The ingress_extra_hostnames variable in main.tf is dynamically constructed when DR is enabled:

terraform
ingress_extra_hostnames = var.dr != "" && var.global_logscale_hostname != "" && var.global_dns_zone_name != "" ? [
  "${var.global_logscale_hostname}.${var.global_dns_zone_name}"
] : []

This value flows through the logscale-kubernetes module to:

  1. Ingress TLS block: Adds the global hostname to the hosts list

  2. cert-manager ingress-shim: Automatically creates a Certificate with all hosts from the ingress TLS section

Certificate creation flow:

Certificate Creation Flow

Resulting certificate SANs:

SAN Source
<prefix>.<region>.cloudapp.azure.com logscale_public_fqdn (cluster-specific)
<global_hostname>.<dns_zone> ingress_extra_hostnames (global DR)

Verification:

shell
# Check certificate includes both hostnames
kubectl get certificate <fqdn> -n logging -o jsonpath='{.spec.dnsNames}'
# Expected: ["<cluster-fqdn>","logscale.azure-dr.humio.net"]
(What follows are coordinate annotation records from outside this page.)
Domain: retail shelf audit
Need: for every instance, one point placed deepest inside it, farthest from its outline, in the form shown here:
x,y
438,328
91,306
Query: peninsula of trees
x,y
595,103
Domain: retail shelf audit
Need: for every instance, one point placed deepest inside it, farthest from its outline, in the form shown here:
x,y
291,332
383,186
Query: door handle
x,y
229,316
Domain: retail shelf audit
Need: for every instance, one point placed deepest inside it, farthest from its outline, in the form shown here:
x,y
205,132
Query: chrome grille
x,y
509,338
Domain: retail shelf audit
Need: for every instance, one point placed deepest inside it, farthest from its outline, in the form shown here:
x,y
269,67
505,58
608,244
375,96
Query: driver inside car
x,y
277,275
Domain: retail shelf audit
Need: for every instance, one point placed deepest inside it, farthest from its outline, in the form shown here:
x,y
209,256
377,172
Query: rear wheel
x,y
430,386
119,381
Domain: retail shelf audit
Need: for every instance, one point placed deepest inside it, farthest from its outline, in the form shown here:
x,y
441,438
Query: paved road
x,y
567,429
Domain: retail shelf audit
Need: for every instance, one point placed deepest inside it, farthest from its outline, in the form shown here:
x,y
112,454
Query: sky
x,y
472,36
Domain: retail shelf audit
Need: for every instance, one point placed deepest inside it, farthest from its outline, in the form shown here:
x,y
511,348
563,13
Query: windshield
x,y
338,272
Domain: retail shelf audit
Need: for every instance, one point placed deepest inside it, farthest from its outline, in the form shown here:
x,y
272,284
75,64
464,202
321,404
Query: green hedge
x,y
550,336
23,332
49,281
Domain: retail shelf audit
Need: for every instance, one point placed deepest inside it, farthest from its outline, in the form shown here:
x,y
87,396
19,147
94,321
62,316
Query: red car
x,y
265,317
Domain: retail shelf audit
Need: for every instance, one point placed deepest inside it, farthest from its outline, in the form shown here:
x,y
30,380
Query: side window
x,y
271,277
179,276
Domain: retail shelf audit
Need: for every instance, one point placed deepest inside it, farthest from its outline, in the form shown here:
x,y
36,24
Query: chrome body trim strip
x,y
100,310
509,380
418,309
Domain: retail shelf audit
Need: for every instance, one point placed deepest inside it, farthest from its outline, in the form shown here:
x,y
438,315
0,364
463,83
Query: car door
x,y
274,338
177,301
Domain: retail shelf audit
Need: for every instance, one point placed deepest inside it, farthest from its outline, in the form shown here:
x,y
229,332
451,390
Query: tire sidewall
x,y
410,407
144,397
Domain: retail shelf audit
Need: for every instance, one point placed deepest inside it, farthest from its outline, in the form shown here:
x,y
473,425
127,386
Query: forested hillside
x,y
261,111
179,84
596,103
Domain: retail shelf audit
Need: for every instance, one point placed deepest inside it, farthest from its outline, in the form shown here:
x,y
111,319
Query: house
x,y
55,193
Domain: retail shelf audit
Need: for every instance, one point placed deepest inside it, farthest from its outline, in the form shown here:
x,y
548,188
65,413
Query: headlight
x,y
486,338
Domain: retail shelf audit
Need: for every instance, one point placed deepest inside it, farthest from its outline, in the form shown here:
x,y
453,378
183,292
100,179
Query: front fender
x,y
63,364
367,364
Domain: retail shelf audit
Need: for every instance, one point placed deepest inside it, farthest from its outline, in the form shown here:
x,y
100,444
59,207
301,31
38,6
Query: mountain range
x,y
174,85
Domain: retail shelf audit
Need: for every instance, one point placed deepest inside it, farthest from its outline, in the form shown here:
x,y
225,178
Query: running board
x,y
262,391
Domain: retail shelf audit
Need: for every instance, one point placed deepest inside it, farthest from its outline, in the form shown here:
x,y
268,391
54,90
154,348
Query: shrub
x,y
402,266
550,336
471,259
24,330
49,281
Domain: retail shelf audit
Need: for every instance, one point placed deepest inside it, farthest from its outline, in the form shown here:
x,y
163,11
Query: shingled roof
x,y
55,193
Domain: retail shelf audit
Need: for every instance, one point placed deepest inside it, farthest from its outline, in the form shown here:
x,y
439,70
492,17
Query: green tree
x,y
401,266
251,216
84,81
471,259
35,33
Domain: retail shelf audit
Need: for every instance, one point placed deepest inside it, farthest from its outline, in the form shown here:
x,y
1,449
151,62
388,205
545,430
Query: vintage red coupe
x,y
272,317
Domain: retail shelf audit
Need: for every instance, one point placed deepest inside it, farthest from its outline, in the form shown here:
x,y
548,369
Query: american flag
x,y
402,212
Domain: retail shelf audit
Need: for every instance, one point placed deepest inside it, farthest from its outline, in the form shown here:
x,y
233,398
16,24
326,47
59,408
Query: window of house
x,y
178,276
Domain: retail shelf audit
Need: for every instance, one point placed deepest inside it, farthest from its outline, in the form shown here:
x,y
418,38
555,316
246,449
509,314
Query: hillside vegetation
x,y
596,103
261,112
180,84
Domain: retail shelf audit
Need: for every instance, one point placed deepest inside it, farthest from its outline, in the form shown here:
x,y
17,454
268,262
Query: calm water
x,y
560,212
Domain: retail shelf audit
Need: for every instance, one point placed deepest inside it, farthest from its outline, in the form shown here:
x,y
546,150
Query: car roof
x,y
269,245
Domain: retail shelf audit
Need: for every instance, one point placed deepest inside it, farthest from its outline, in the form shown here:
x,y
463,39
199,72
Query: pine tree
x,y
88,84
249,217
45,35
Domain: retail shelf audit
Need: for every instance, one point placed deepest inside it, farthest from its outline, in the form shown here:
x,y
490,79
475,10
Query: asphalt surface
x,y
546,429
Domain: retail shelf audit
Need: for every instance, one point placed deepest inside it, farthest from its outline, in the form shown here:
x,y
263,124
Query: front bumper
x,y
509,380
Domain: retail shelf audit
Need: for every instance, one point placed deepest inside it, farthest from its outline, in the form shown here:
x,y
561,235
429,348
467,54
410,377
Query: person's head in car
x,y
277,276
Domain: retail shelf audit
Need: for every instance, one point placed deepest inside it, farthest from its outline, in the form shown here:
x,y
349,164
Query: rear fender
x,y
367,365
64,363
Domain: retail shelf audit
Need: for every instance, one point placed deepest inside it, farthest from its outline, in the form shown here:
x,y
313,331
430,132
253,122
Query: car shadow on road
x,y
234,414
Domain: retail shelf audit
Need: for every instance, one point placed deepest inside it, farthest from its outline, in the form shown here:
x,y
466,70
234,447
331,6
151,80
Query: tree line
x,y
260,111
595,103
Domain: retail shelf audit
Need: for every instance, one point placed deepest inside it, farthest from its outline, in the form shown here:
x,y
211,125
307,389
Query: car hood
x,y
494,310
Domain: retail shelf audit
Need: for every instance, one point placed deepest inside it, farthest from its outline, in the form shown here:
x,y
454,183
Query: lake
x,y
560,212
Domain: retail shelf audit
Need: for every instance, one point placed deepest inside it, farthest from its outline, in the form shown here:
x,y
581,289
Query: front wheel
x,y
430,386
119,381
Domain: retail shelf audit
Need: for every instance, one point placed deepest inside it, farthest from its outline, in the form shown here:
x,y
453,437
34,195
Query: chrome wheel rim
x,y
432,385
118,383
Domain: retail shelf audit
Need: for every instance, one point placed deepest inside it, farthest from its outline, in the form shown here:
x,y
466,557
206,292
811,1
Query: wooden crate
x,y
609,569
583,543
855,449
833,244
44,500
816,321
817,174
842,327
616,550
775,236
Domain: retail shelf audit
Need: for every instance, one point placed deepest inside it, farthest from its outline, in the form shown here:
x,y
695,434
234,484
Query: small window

# Verify certificate is valid
kubectl get certificate <fqdn> -n logging -o jsonpath='{.status.conditions[?(@.type=="Ready")].status}'
# Expected: True

# Test HTTPS on global hostname
curl -s -o /dev/null -w "%{http_code}" "https://<global_hostname>.<dns_zone>/api/v1/status"
# Expected: 200

Note

No changes to logscale-kubernetes are required. The existing ingress_extra_hostnames variable and cert-manager's ingress-shim feature handle this automatically.